Fast forward to the 21st century. The fight-or-flight reflex is alive and well. If a car speeds towards us as we are crossing the street, we instinctually dart out of the way in a split second. When a masked stranger attacks us from behind, we make a quick jab to his stomach followed by a swift kick to his gonads, then run as fast as we can. These situations, though, are few and far between.

Advances in science, technology, and medicine have obliterated most of the threats our ancestors faced. Compared to people in previous eras, we face far fewer life-threatening encounters. And yet, we are more anxious now than ever before. Our ancestors feared storms, wooly mammoths, tidal waves, plagues, famines, droughts, and vengeful gods. What are we worried about? Our grades in school, our performance at work, our weight and physical appearance, our daughter’s loser boyfriend, public speaking, keeping up with the Jones, conflicts with our friends and partners, the rising costs of gas, swine flu, socialized medicine and Obama’s so-called “death panels.” Even more “legitimate” fears, like global warming, terrorist attacks, bankruptcy, and breast cancer, are probably less likely, less immediate, and less deadly than all our worrying makes them seem.

We do have an evolutionary excuse for this: the sympathetic nervous system tends to be all-or-nothing. It is not always modulated for varying degrees of danger. From a purely physiological standpoint, our bodies may respond the same way whether we are giving an oral presentation in school or being chased by a hungry lion.

Having some degree of anxiety is still advantageous in many ways. A bit of anxiety engenders caution, preparedness, and motivation. Mild to moderate levels of anxiety are associated with better school performance and higher occupational achievement. Anxiety protects us from engaging in dangerous activities, contracting deadly diseases, and acting in ways that may lead to social alienation. Anxiety, like most emotions and characteristics, can be positive when it is understood fully and managed mindfully.

However, the enormous number of Americans suffering from anxiety disorders suggests that something has gone awry with this natural, universal, ordinarily adaptive reflex. The problem, I think, is that in order to be adaptive, emotional responses must fit changing circumstances and challenges. In other words, anxiety is only beneficial insofar as it increases our fitness as a species in the modern world, allowing us to survive and thrive. We’ve been slow to adapt to certain evolutionarily recent threats. Our fears of ghosts, monsters, spiders, and snakes are perhaps a bit excessive.
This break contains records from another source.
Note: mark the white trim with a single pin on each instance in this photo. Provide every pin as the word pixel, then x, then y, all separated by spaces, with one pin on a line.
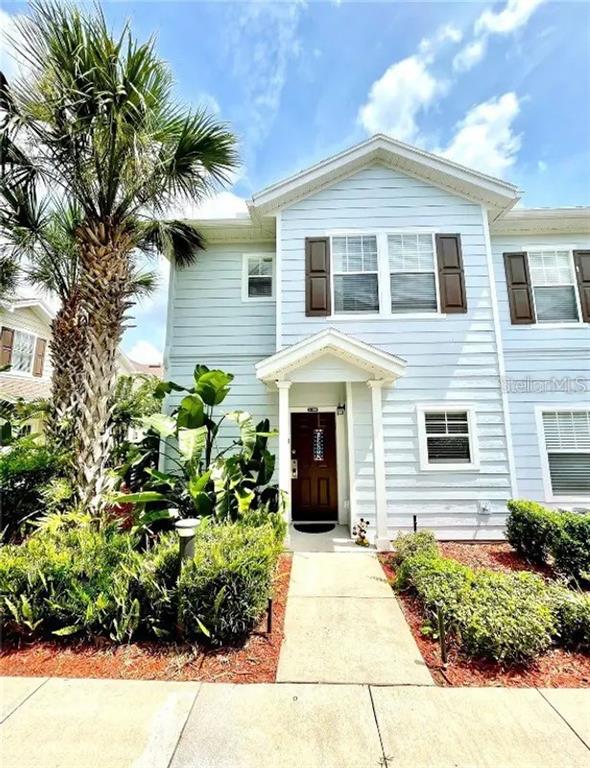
pixel 381 538
pixel 448 407
pixel 500 356
pixel 278 280
pixel 352 500
pixel 340 437
pixel 377 363
pixel 544 454
pixel 245 278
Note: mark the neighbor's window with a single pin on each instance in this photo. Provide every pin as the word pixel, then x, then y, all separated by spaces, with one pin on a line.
pixel 356 281
pixel 567 443
pixel 411 273
pixel 554 286
pixel 447 439
pixel 23 350
pixel 258 277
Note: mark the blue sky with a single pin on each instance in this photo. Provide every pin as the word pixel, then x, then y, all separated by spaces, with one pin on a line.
pixel 503 87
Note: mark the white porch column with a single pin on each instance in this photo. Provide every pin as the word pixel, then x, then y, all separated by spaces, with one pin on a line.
pixel 381 540
pixel 285 444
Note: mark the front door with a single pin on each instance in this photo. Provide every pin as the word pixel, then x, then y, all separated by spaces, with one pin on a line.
pixel 314 489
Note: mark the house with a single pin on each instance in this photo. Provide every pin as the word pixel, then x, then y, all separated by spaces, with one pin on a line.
pixel 422 344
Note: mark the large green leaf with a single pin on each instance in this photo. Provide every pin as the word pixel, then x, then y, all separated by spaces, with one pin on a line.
pixel 191 412
pixel 161 423
pixel 247 431
pixel 192 442
pixel 213 386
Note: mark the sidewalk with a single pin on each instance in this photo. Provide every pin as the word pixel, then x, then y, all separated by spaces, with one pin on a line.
pixel 131 724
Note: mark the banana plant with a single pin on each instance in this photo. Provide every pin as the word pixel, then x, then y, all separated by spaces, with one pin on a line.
pixel 202 481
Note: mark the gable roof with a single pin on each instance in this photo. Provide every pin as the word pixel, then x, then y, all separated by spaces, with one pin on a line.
pixel 499 196
pixel 377 363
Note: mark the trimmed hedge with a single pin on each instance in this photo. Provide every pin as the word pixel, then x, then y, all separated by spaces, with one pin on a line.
pixel 76 575
pixel 539 533
pixel 506 617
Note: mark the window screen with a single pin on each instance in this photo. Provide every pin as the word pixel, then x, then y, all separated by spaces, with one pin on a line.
pixel 259 277
pixel 567 440
pixel 554 286
pixel 447 437
pixel 356 281
pixel 411 273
On the other hand, we could probably benefit from more fear of driving fast, cigarettes, and unprotected sex.

We are not slaves to our biology, and evolution is not destiny. The problem with biological determinism is not the biology; it’s the determinism. A number of psychological and behavioral treatments have been shown to reduce problematic anxiety. Through cognitive and behavioral techniques, we can gain insight into the workings of our bodies and minds, develop new ways of thinking, challenge our fears, acquire coping skills, and learn to live mindful, joyful, fulfilling lives that are not limited by anxiety.